The year ended with a summit dominated by Germany – its reluctance to foot a large part of the bill for banking failure across the eurozone as part of a new regime of European banking supervision and Merkel's drive to entrench structural reform across the eurozone through a new system of Brussels-administered "binding contracts".
The new banking regime is the biggest policy response of all by national governments in four years. But Berlin has been waging a rearguard action against it for 18 months, leaving the likely outcome as a complicated fudge mainly concerning who pays for bank failure across the eurozone.
Both these issues – banking union and Merkel's contracts – will dominate the agenda in 2014, which will be a very big year in Europe. In the wake of years of crisis that have shaken Europe to the core and raised existential questions, 2014 will bring a major shakeup in the political forces ascendant across the EU, in the people running things, in how the EU's rival institutions cope with and against one another.
The political costs of the crisis are likely to be demonstrated in elections for the European parliament in May. They promise to be the most momentous ever held for the Strasbourg chamber. The worry of the elites across the continent is that the chamber will be captured by a motley crew of Europhobes dedicated to the destruction or subversion of the institution they have conquered.
As a result of years of austerity, soaring unemployment and the "renationalisation" of European politics, anti-EU populists will do well in the elections, from Britain to Greece. France could be the big one, with Marine Le Pen's Front National tipped to win the election nationally.
The mavericks and populists will not win the election. But they could secure symbolic victories, take around 30% of seats, shape the agenda, cause the mainstream parties to trim their policies towards the far-right, and benefit from the perceived leadership failings among the mainstream in Europe.
The fallout from the elections will also affect the next bout of horse-trading. October will see the appointment of a new European commission, a new president of the European council chairing EU summits and mediating between national leaders, and a new foreign policy chief.
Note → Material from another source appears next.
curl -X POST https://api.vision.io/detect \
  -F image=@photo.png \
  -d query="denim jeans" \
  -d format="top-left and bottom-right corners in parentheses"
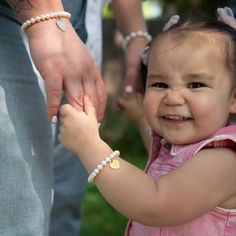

There will be a battle between the new parliament and national leaders over who should make these key appointments and there will be the usual multidimensional scrapping over the plum jobs.
While these games preoccupy Brussels, Europe's real world is one of deepening social and economic impact from years of austerity and euro crisis, of the political costs of minimal growth, effective deflation and mass unemployment.
The British question will move up the agenda. Will the UK be the first country, and a big one, to quit the EU? This will concentrate continental minds. Merkel is now Europe's undisputed leader. The year should show if she really has an idea of what she wants her European legacy to be and whether she can get there.
France's President Hollande cuts an increasingly sorry figure on the European stage. He needs a new deal with Germany but there is little sign of that happening. French weakness and Italian messiness will reinforce the prevalent sense of worry about European decline.